- Tear open the pouch at the perforation. Gently pull open the wings to hang the pouch over your mug.
- Heat at least a cup of water to 200°F. If you don't have a temperature setting on your kettle, bring the water to a boil. Then either wait 30 seconds with the kettle lid open or add 1oz of cold water.
- Pour hot water halfway up the pouch (1oz), soaking the grinds but not filling the pouch. Wait 20 seconds. This step is called "blooming" the grinds.
- Refill the pouch with hot water 2-3 more times (7-8oz) depending on how strong you like your coffee.
- Discard the Pour Over Pouch and enjoy your freshly brewed cup of coffee!
WHY NOT USE BOILING WATER?
The temperature of the water affects what kinds of flavors you extract from the grinds. Boiling water is too hot, and over-extracts the coffee, leaving the final cup with unpleasant bitter notes. If the water is too cold, it under-extracts your grinds, and leaves you with a bland cup and sour notes.
WHAT IS BLOOMING COFFEE?
After coffee is roasted, the beans release carbon dioxide, which is called "degassing." After the beans are ground, the degassing happens even faster. This process is further accelerated when the grinds come in contact with hot water. The blooming step helps the carbon dioxide escape into the air, rather than going into the coffee. Carbon dioxide leaves a sour taste if it gets into your coffee, so blooming helps you brew a smoother, less sour cup.

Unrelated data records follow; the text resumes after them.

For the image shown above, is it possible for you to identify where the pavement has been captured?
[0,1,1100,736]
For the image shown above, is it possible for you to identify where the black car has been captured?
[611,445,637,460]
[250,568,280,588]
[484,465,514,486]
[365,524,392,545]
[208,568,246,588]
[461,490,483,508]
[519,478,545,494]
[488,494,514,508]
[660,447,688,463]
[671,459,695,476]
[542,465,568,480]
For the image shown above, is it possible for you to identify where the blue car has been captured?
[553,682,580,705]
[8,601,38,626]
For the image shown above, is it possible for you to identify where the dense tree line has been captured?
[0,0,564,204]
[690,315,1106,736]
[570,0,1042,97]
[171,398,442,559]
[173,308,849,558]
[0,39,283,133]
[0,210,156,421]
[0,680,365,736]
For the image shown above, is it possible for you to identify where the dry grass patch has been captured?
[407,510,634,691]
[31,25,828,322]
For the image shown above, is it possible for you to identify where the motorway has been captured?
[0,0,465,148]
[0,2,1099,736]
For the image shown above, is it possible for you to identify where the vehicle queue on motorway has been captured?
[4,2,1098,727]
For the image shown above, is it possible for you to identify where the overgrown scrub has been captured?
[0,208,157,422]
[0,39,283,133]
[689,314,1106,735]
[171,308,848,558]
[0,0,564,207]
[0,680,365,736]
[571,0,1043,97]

DOES YOUR MUG SIZE MATTER?
If your mug is deep and tall, the pouch sits above the coffee level in your cup throughout the whole brewing process, so the hot water is only extracting from the grinds as it drips through the pouch. However, if your mug is smaller or shallower, then towards the end of your brew the pouch is sitting below the waterline of coffee in your mug, which means the grinds are getting immersed again by your coffee, and you will extract a bit more flavor this way. Neither is better or worse, but you will likely get a stronger and slightly more bitter cup if you use a smaller mug.